Tiba-tiba aku ingat bait-bait yang tergeletak di atas sebuah lontara’[1]; …lelaki yang pantas memasuki kelamin perempuan hanyalah lelaki setampan nabi Yusuf. Ha… ha… ha… ha…. Puuiihh!
Dulu
aku senang pada sesuatu yang kusebut omong kosong ini. Semua itu
menurutku hanya tata krama yang idealis untuk kelamin-kelamin yang tidak
taat peraturan.
Tapi
kelaminku, aku rasa telah taat peraturan. Bahkan teramat taat malah.
Aku menyuguhkannya kepada mereka yang benar-benar butuh dan tentu aku
juga menyukainya; mencintainya mungkin. He…he…he…he. Cinta? Ya, cinta. Aku menyebut cinta dengan segala ketulusanku.
Tapi lelaki itu tak juga mau berhenti memohon.
“Apakah
kau benar-benar ingin pergi bersama angin. Bukankah dingin malam ini
bagai puncak-puncak bukit Tursina. Kita bisa melayang mengarungi
kesejukannya. Menghirup segala aroma yang dihembuskannya.”

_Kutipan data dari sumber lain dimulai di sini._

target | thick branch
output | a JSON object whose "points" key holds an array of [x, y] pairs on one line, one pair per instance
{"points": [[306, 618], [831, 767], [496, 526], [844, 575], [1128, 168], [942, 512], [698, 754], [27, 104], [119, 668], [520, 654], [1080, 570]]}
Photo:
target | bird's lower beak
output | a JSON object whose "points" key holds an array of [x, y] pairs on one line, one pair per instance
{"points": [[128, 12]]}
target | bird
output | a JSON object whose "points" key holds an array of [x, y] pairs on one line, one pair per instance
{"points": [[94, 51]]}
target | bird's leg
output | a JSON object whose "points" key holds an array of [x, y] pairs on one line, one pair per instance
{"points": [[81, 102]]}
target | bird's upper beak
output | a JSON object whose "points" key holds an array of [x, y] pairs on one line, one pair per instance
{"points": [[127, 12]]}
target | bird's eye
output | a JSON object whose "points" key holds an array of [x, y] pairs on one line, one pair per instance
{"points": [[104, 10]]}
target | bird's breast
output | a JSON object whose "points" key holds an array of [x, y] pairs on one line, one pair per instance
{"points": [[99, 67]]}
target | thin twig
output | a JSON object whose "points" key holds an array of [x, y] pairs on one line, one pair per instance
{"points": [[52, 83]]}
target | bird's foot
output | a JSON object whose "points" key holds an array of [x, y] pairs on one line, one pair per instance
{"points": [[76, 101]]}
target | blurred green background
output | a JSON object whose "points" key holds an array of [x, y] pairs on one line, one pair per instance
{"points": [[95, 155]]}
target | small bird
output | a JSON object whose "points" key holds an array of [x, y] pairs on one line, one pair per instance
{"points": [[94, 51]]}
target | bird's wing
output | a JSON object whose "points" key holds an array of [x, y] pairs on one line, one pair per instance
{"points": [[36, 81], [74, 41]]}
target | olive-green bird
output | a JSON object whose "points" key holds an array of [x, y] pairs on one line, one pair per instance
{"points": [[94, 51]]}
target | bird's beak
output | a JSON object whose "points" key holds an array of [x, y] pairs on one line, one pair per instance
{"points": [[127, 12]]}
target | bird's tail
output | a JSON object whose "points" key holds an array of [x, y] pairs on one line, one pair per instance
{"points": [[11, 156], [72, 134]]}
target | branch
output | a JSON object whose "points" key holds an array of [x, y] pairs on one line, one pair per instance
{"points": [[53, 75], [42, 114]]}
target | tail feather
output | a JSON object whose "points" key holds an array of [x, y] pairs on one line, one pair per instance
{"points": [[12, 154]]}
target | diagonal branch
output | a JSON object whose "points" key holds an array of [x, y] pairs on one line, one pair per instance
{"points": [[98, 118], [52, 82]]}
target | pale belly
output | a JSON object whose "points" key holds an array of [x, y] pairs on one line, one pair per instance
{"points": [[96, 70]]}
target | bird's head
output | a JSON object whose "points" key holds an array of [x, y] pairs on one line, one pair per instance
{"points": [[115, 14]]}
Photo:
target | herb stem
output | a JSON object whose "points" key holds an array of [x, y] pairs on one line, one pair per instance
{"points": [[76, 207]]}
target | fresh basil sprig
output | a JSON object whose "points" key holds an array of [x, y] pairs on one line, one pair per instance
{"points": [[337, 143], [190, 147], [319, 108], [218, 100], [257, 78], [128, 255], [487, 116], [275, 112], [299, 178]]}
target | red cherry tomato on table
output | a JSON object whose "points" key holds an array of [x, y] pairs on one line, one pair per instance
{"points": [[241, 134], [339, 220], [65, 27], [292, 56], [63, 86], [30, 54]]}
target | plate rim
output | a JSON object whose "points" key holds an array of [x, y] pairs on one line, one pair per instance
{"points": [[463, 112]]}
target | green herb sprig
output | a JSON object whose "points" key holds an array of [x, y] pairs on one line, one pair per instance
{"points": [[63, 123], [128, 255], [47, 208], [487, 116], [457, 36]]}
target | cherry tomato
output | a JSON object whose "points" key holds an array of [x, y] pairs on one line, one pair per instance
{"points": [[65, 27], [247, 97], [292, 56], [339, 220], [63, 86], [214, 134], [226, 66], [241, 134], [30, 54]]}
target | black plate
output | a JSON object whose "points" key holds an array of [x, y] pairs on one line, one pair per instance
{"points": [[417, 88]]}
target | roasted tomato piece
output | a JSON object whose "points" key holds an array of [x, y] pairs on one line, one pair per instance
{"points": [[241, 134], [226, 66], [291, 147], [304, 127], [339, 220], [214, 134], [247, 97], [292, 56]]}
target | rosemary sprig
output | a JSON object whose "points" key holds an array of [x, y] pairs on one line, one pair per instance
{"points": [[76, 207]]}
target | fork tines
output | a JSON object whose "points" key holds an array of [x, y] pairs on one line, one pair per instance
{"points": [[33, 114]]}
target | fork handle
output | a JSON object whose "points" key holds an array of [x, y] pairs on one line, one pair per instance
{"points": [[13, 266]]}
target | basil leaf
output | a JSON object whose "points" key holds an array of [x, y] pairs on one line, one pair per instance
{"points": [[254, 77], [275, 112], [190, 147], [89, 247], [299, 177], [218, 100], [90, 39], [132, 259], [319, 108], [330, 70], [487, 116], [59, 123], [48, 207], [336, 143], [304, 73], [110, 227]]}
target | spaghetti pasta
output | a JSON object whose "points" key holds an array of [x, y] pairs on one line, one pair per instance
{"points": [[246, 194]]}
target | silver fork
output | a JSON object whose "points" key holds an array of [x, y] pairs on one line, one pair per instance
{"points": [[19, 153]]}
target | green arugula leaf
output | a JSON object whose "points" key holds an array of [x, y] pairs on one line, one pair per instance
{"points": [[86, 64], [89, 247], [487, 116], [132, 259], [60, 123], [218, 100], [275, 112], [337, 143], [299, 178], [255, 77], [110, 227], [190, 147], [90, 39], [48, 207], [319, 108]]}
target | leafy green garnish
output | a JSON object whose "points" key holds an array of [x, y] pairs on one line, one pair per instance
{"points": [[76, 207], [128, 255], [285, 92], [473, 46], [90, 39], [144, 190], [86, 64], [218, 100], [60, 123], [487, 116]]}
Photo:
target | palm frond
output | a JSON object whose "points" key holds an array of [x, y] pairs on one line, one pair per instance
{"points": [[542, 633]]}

“Aku tak tertarik menuju puncaknya. Pergilah ke Samarkan! Di sama maut sedang menunggu.”
Lalu malam kubiarkan pergi begitu saja.
***
Dini hari yang buruk. Di sebuah kota yang bisu….
Seorang perempuan menggelepar. Mengerang dengan segala ketakberdayaannya.
“Tidak! Tidak! Jangan! Akhh! Tolong…!”
“Dasar perempuan kampung….”
Lelaki
itu lalu kutemukan terkapar di dalam kelaminku. Aku tak tahu harus
berbuat apa. Kelaminku tercabik oleh orang yang tak kukenal. Lelaki itu
memporak-porandakan kelaminku. Menusuk-nusuk hingga ke jantungku. Ia
menghisap payudaraku; bagai mesin-mesin penyedot di ladang-ladang
minyak. Puiiihh!
Aku
tak bisa lupa, lelaki itu mengerang seperti singa kelaparan. Lalu,
kudengar kelaminku bernyanyi lagu musim gugur. Rintihannya meluruhkan
daun-daun. Lonceng kerontang dengan ilalang di padang tandus
mengiringinya. Perih. Dadaku sesak oleh tangis yang tertahan.
Lelaki itu mengerang. Lalu lelaki-lelaki lain datang pula; mendengus seperti anjing mengendus; lapar… haus… birahi…. Hanya bayangan hitam yang mengurai di wajahnya.
Harus kusebut apa lelaki-lelaki itu?
Sekujur
tubuhku bergetar. Takut. Perih memenjara. Ada kengerian menjalari…
dingin hingga menikam-nikam ke ulu hati, mengiris perasaan; sembilu.
Tiba-tiba
aku ingat perempuan-perempuan Bosnia; meregang di antara dengusan
tentara-tentara rakus; di bawah todongan senjata dan popornya yang
seringkali disusupkan ke dalam kelamin-kelamin mereka.
Sungguh,
ketika itu aku belum mengenal betul arti seonggok kelamin. Apalagi tahu
kelembutan dan aroma surga yang ditawarkannya. 15 tahun usiaku. Aku
hanya tahu bahwa melalui kelaminkulah kelak akan keluar janin-janin yang
dititip Tuhan di dunia. Di kelaminkulah akan berumah lelaki yang kelak
akan kusebut suami yang akan menyemai firman Tuhan di dalam rahimku.
Tapi,
mengapa mereka memperlakukan pintu dunia itu dengan kasar dan beringas.
Setelah merampas segalanya, mereka memasukkan botol-botol minuman ke
dalam kelaminku. Bagai laras senjata; dingin meluluhkan hatimu. Air
mataku mengaliri batok-batok kesadaranku. Namun aku tak sanggup berbuat
apa-apa. Tangisku hanya mengaung di padang tandus.
Aku ingat perempuan-perempuan Bosnia; kelamin-kelamin yang teraniaya; berdarah tanpa cinta.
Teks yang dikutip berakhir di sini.